Question 577732
So you have the system of linear equations
{{{system(4x+3y=9,3x+4y=12)}}}
and you are trying to solve it by "elimination."
{{{4x+3y=9}}} is equivalent to {{{(-3)(4x+3y)=(-3)*9}}} --> {{{-12x-9y=-27}}}
If the expression {{{4x+3y}}} is equal to {{{9}}},
the value of (-3) times that expression will be (-3) times {{{9}}}.
Multiplying both sides of the equation by the same non-zero number, gives you another equivalent equation, with exactly the same solutions.

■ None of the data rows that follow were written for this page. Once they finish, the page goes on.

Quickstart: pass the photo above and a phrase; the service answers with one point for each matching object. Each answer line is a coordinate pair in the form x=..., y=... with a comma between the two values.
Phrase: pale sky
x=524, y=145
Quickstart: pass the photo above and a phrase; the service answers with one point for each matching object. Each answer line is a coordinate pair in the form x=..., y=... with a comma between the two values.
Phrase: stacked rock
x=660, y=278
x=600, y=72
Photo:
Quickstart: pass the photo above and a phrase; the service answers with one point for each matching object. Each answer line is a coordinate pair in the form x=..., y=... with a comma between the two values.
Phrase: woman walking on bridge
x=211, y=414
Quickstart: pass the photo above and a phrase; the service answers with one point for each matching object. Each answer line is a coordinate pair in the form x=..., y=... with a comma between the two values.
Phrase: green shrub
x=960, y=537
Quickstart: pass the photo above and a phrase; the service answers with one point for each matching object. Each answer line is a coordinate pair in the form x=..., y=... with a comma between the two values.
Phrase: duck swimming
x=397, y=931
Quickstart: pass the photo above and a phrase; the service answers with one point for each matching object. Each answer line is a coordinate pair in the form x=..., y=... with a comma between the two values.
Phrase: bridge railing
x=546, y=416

{{{3x+4y=12}}} is equivalent to {{{4(3x+4y)=4*12}}} --> {{{12x+16y=48}}}
If you did those transformations and got the equivalent equations
{{{-12x-9y=-27}}} and {{{12x+16y=48)}}},
you are on the right path.
Next you would add those equations and keep the resulting equation
{{{-12x-9y+12x+16y=-27+48)}}} --> {{{7y=21}}} --> {{{highlight(y=3)}}}
along with one of your original equations:
{{{system(y=3,4x+3y=9)}}}
At that point, you would substitute the value of {{{y}}} into the second equation and find that {{{highlight(x=0)}}}